クールな許嫁の甘い独り占め。


「いやいや咲玖ちゃんがすごいんだよ!ありがとう!!」


えへへ、喜んでもらえて嬉しいなぁ…。
かわいい女の子見てると私も嬉しくなっちゃう。


「咲玖!次もお願い!」
「はーい!」


ほんとに休む暇もないけど、それだけ多くの人に来てもらえて、こうして私も役に立ててると思ったら、それだけで頑張れちゃうんだ。

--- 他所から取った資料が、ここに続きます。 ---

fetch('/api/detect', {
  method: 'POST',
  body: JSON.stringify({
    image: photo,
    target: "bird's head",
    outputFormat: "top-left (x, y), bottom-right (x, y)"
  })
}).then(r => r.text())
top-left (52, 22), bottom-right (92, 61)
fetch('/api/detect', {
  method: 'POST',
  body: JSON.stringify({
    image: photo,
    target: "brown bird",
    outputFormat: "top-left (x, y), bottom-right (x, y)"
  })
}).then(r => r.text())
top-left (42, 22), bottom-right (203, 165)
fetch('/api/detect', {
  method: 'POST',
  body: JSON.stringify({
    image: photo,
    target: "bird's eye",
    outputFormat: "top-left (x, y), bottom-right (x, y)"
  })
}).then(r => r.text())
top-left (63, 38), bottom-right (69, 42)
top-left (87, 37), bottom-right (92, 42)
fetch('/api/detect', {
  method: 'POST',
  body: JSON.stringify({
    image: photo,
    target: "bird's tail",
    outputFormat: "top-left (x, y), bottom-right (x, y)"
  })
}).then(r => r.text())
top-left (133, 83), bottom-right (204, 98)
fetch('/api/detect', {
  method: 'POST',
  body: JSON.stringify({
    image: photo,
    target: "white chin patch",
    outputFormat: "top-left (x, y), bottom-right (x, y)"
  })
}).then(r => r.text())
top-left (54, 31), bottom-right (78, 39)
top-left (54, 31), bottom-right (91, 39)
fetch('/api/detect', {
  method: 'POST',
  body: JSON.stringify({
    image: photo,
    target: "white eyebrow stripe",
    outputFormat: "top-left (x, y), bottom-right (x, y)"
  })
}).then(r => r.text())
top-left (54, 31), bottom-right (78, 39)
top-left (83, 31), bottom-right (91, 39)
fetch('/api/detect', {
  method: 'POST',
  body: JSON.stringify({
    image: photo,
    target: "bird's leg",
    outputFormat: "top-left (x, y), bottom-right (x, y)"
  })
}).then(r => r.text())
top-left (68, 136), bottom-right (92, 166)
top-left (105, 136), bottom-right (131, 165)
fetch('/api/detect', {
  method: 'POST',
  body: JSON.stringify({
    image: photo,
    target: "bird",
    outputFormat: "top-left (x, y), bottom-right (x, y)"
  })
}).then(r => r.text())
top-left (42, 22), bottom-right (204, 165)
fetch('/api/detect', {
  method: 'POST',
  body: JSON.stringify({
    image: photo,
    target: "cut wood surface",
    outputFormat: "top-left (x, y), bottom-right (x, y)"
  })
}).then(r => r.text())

「咲玖、ぼちぼち交代しましょ。そろそろ他のヘアメイク係来るから」
「わかった!」
「お疲れ様〜」
「大志くんと桃ちゃんはこの後どうするの?」
「一緒に回りに行くよ」
「そっか」
「そうだ咲玖、これ」


桃ちゃんに何やら紙袋を渡される。


「何これ?」
「あんたの衣装よ。せっかくの文化祭なんだし、今のうちに着替えたら?」
「でも、この後調理部もあるから…」
「いいから着替えてきなさい!!」


なんかわからないけど、桃ちゃんの圧の強さに押され、わかったと答えた。
もしかして、着替えないと見ていられないって意味かな…。


「てか遅くない?」
「あ、桃、あそこだよ」


大志くんが指差した先にいたのは。


「え……っ!!」


思わず手で口を覆ってしまった。
人混みをかき分けて、こちらに向かってくる蒼永は…、


まさかの執事姿!!!!
黒い燕尾服に白手袋、黒いネクタイをカチッと締めて、髪型もいつもと違ってセットしてる。

いつもの百億倍カッコイイんですが…??
キラキラオーラがダダ漏れすぎて、周囲からは悲鳴のような黄色い声が上がっている。